Étant donné les menaces de Donald Trump d’imposer des tarifs douaniers de 25 % sur les importations canadiennes, l’inquiétude monte dans les milieux d’affaires francophones d’un bout à l’autre du pays. Les entreprises francophones sont intégrées à l’économie du Canada et, conséquemment, elles font elles aussi affaire avec les États-Unis.

André LeBlanc rappelle qu’une grande partie des produits de la pêche des Maritimes est exportée aux États-Unis. 

Photo : Courtoisie

Selon des données de Statistique Canada, 77,3 % des exportations canadiennes étaient destinées aux États-Unis en 2023. Le Nouveau-Brunswick et l’Alberta sont les deux provinces qui dépendent le plus des exportations vers notre voisin du sud.
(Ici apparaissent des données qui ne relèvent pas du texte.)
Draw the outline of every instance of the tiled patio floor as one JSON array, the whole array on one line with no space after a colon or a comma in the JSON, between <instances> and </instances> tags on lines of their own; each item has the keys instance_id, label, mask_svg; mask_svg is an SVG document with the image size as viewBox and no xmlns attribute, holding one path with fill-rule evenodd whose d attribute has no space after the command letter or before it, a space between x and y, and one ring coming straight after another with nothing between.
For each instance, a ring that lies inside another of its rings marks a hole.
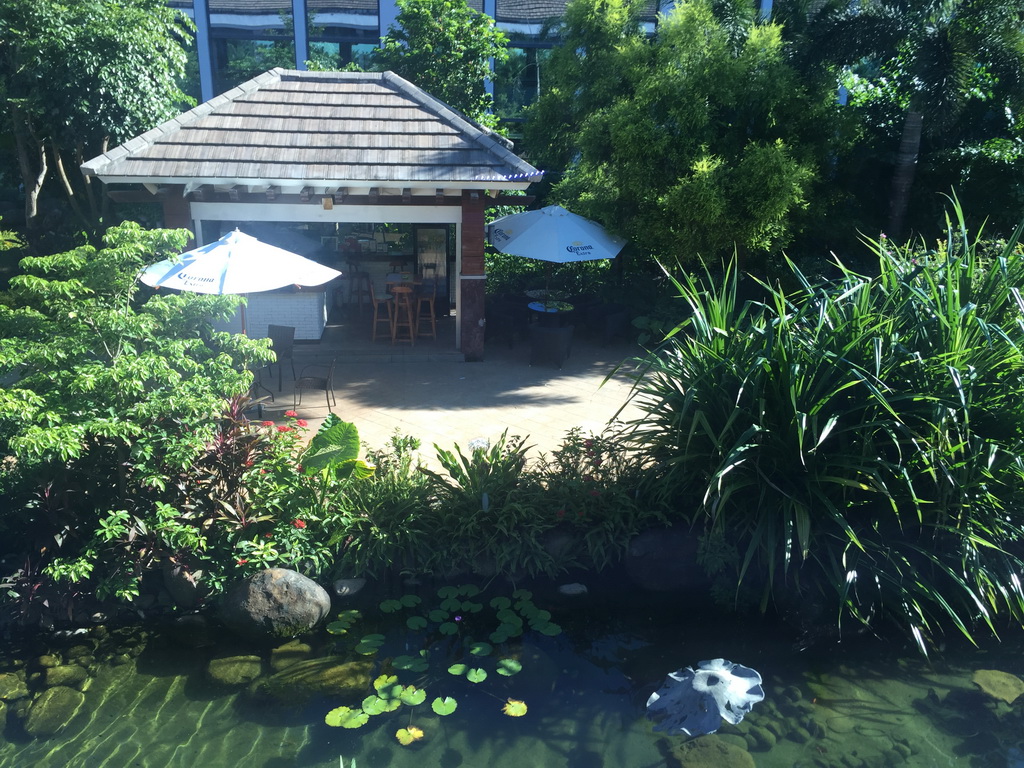
<instances>
[{"instance_id":1,"label":"tiled patio floor","mask_svg":"<svg viewBox=\"0 0 1024 768\"><path fill-rule=\"evenodd\" d=\"M431 443L464 450L475 437L492 441L508 429L528 436L532 453L550 452L572 427L599 432L626 402L630 383L623 373L605 377L637 353L625 342L601 346L584 336L573 341L572 354L561 370L530 367L529 345L516 341L488 344L484 359L465 362L455 350L455 319L444 318L438 340L415 346L371 343L369 319L329 327L319 343L298 344L296 369L329 364L337 358L334 412L355 424L359 438L371 446L386 444L395 431L419 438L421 457L432 463ZM629 367L624 367L628 369ZM293 407L291 371L286 364L284 389L265 376L275 401L265 407L267 419L281 420ZM318 392L304 394L295 409L315 430L328 414ZM630 407L621 418L635 418ZM312 431L310 432L310 434Z\"/></svg>"}]
</instances>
L’Île-du-Prince-Édouard, la Nouvelle-Écosse, le Québec et l’Ontario ont aussi des économies entremêlées à cette relation.

Minerais, animaux d’élevage vivants, végétaux, bois, nourriture transformée, pâte à papier… Des millions de dollars de matériaux et de produits sont vendus de l’autre côté de la frontière canadienne chaque année.

«Tout le monde en parle. Ça va fortement nous toucher. On parle d’une récession inévitable si ça se concrétise», témoigne le directeur général du Réseau de développement économique et d’employabilité (RDÉE) de l’Île-du-Prince-Édouard, Stéphane Blanchard.

Même son de cloche du côté du président-directeur général du Conseil économique du Nouveau-Brunswick, Gaëtan Thomas, qui indique que «la situation pourrait être extrêmement difficile» pour les entreprises francophones de la province, dont «la majorité» sont actives dans les secteurs de la pêche et de l’exploitation forestière.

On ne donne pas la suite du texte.